"Write about the most frightened you've ever been."
Natalie Goldberg, Writing Down the Bones
Miller looked out the window and there was a truck making an unprotected left turn right into the side of the bus at too fast of a speed for the slow-moving refurbished Halsted bus to move out of the way. The well-read stranger instinctually grabbed her, not knowing where he was going to take her. They moved inches into the narrow isle, but possibly just far enough to remove them from the spray of glass and the impact against the window seat. A whole sheet of glass detached from the window frame, flew like a plastic bag floating in the air, and landed on the women rows ahead of where Miller was sitting. The remaining glass in the windows flopped around like jagged leaves.

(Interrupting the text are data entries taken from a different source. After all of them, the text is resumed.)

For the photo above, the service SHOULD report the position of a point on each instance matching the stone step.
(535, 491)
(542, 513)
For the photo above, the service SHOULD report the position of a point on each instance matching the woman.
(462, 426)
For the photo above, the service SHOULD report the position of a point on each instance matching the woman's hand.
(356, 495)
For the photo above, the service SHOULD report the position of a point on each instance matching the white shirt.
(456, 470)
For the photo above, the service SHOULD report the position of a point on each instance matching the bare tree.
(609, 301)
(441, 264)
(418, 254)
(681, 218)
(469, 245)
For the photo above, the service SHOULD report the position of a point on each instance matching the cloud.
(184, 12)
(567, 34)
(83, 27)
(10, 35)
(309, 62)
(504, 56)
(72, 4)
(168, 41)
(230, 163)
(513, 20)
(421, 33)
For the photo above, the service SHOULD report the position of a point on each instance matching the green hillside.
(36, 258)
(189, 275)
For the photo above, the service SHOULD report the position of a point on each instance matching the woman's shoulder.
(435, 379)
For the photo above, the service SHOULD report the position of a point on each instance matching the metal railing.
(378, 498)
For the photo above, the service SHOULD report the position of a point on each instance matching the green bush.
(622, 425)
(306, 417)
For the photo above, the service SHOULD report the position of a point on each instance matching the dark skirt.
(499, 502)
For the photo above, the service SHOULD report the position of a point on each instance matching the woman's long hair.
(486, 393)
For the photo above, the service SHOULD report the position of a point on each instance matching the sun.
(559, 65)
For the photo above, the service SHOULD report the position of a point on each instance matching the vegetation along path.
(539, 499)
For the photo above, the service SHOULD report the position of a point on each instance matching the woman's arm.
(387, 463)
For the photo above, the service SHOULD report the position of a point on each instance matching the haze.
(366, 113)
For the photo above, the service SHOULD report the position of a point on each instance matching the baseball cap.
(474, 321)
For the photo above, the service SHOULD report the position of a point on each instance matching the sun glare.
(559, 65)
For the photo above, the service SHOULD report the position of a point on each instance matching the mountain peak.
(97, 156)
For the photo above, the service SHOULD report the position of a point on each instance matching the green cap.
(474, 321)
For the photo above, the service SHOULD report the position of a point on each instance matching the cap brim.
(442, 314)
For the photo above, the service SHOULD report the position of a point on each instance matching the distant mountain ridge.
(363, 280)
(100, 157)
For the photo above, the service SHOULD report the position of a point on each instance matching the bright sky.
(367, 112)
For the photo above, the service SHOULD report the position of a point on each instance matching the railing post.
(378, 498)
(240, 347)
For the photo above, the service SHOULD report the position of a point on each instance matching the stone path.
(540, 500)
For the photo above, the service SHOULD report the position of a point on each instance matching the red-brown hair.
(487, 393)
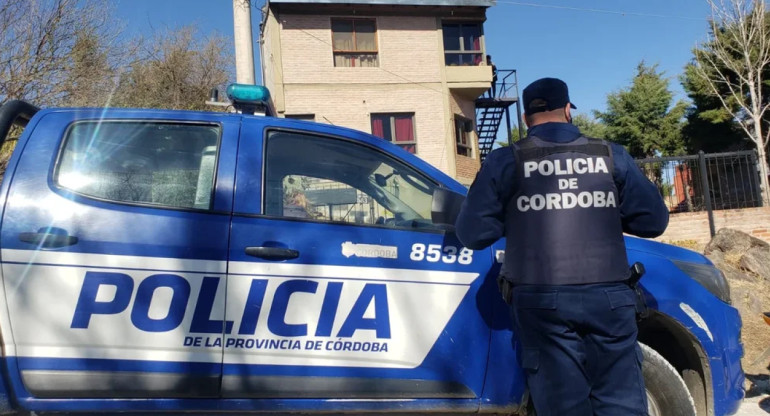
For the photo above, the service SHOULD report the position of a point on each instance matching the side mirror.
(446, 207)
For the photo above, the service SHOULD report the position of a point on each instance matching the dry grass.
(752, 297)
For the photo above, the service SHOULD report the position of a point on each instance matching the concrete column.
(244, 43)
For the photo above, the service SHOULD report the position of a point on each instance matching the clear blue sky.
(594, 52)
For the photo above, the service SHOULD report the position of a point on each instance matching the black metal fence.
(706, 182)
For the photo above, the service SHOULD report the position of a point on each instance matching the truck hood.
(665, 250)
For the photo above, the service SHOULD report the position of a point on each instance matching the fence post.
(706, 190)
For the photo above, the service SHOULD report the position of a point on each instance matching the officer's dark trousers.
(578, 348)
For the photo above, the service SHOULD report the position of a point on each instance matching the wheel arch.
(684, 352)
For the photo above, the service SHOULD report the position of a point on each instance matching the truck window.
(324, 179)
(157, 163)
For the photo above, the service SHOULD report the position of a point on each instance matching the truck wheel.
(667, 394)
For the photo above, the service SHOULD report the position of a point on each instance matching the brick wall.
(466, 169)
(695, 226)
(408, 49)
(352, 105)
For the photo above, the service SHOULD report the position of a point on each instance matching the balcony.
(469, 81)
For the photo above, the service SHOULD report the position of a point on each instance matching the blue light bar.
(248, 94)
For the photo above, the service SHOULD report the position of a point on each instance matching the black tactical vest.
(563, 223)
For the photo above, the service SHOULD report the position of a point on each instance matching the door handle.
(272, 253)
(48, 240)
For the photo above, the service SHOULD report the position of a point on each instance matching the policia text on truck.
(172, 262)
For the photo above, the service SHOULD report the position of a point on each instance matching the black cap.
(546, 94)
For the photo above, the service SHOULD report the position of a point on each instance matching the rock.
(727, 240)
(757, 260)
(731, 272)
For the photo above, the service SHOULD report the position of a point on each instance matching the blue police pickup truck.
(172, 261)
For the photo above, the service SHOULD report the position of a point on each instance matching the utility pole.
(244, 44)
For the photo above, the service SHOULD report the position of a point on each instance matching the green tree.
(589, 127)
(641, 117)
(176, 70)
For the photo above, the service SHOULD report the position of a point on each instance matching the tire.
(667, 394)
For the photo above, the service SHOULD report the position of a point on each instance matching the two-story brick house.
(408, 71)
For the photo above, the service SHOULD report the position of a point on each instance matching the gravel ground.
(755, 406)
(757, 402)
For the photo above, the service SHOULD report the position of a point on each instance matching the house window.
(463, 127)
(396, 128)
(354, 42)
(462, 44)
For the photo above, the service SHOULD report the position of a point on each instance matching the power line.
(604, 11)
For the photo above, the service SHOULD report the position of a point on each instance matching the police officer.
(563, 202)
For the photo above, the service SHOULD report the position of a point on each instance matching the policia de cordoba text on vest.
(565, 200)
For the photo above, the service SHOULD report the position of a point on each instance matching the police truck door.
(339, 284)
(114, 252)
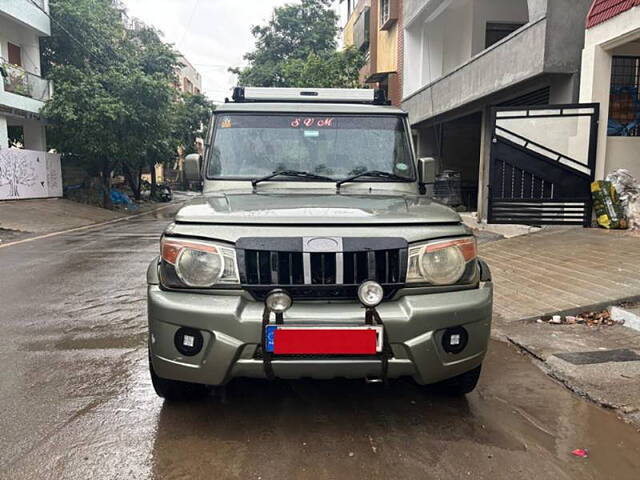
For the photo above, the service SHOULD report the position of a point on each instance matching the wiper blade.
(290, 173)
(370, 173)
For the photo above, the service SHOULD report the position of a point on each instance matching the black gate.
(542, 164)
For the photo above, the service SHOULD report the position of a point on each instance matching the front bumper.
(231, 327)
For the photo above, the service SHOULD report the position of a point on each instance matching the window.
(498, 31)
(250, 146)
(388, 13)
(15, 54)
(385, 11)
(624, 99)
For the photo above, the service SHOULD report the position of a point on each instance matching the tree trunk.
(106, 184)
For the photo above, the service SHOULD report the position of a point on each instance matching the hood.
(315, 208)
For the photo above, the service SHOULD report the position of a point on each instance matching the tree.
(300, 38)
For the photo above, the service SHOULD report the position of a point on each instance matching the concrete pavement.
(569, 270)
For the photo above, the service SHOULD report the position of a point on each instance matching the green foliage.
(297, 48)
(115, 104)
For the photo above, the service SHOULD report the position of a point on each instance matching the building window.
(497, 31)
(624, 99)
(14, 52)
(361, 31)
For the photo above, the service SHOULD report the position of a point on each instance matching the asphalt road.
(76, 401)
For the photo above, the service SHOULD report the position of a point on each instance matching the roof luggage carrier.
(309, 95)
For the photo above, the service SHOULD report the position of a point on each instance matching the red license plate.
(327, 341)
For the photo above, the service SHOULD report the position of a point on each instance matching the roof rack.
(309, 95)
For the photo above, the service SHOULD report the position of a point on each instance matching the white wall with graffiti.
(29, 174)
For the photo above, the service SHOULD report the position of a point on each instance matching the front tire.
(174, 390)
(460, 385)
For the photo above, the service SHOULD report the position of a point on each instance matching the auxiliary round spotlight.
(370, 294)
(278, 301)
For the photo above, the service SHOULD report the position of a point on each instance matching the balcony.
(23, 91)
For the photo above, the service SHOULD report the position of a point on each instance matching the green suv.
(314, 251)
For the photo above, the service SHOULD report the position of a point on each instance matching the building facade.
(611, 77)
(464, 57)
(375, 27)
(23, 91)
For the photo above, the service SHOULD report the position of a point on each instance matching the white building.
(466, 59)
(189, 79)
(611, 77)
(22, 90)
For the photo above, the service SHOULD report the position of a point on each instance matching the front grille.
(268, 263)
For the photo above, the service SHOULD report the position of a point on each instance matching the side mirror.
(427, 170)
(192, 167)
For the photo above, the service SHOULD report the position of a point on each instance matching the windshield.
(252, 146)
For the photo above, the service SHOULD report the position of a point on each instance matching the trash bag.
(628, 190)
(606, 203)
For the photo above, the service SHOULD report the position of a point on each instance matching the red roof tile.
(603, 10)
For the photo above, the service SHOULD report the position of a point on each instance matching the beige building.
(375, 27)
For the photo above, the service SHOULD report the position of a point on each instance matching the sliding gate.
(542, 164)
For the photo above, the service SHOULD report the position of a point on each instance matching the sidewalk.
(569, 270)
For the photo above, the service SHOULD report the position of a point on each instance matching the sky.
(212, 34)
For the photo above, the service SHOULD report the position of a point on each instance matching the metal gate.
(542, 164)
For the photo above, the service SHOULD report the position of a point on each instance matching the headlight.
(196, 264)
(441, 263)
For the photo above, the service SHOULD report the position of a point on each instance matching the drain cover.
(601, 356)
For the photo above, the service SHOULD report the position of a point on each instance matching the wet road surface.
(76, 401)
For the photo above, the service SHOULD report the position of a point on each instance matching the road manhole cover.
(601, 356)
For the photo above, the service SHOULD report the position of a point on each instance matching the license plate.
(329, 340)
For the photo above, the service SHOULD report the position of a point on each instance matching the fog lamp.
(278, 301)
(370, 293)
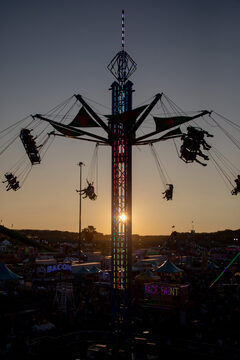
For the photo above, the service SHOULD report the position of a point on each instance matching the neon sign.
(155, 289)
(59, 267)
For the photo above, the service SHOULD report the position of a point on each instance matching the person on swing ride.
(191, 156)
(12, 182)
(197, 134)
(169, 192)
(89, 191)
(236, 190)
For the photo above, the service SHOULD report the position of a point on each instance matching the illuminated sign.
(59, 267)
(155, 289)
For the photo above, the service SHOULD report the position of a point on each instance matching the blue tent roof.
(83, 270)
(7, 274)
(94, 269)
(168, 267)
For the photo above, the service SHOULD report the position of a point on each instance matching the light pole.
(80, 211)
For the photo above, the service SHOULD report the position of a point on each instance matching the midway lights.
(123, 217)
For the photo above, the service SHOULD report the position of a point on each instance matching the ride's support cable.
(27, 172)
(226, 268)
(9, 144)
(159, 167)
(47, 148)
(175, 145)
(220, 170)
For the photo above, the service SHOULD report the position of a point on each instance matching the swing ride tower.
(121, 135)
(122, 66)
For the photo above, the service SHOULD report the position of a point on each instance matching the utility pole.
(80, 212)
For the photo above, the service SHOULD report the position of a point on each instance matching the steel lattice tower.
(121, 130)
(122, 66)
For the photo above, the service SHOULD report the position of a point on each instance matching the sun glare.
(123, 217)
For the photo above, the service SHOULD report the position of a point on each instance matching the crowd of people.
(211, 316)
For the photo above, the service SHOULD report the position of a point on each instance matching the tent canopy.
(7, 274)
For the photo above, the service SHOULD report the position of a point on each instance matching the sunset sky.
(52, 49)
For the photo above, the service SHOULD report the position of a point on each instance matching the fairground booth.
(162, 288)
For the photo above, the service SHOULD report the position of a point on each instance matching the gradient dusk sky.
(52, 49)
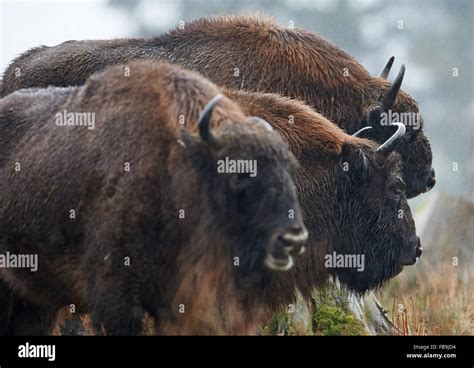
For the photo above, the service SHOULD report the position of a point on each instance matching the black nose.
(419, 249)
(294, 238)
(431, 181)
(290, 241)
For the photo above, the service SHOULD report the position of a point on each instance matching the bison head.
(415, 150)
(248, 172)
(376, 222)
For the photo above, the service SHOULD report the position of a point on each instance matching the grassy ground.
(434, 303)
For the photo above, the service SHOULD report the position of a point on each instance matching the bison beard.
(269, 58)
(361, 211)
(128, 251)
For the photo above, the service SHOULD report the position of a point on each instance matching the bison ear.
(195, 149)
(354, 162)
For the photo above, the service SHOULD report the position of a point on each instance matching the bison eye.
(396, 189)
(240, 182)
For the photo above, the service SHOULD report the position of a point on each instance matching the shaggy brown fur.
(353, 212)
(182, 271)
(268, 57)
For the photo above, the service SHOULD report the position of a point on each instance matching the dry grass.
(431, 302)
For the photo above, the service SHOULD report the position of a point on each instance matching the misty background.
(433, 38)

The yellow metal supports every two rows crumbled like plastic under pressure. The sound was explosive as if a steam engine train just whizzed by. The child’s stroller parked in the front handicap seating was pushed to the middle of the bus. The passengers in the rear seating, were tossed around like rag dolls and thrown into the isles in piles. One woman flew from the back raised section and smacked her head on the back door pole; she blacked out.
Miller heard muffled screaming after the crash and people crying. Someone kept saying, “Can you please let me out” as he was pressed against the back door. There were no visible red emergency window handles. The mangled bus had spun in a complete circle, taking out parking meters and parked cars. The island by the front door was pushed almost in front of the door. The hand-straps above each seat seemed to be swinging even thought the bus was no longer moving.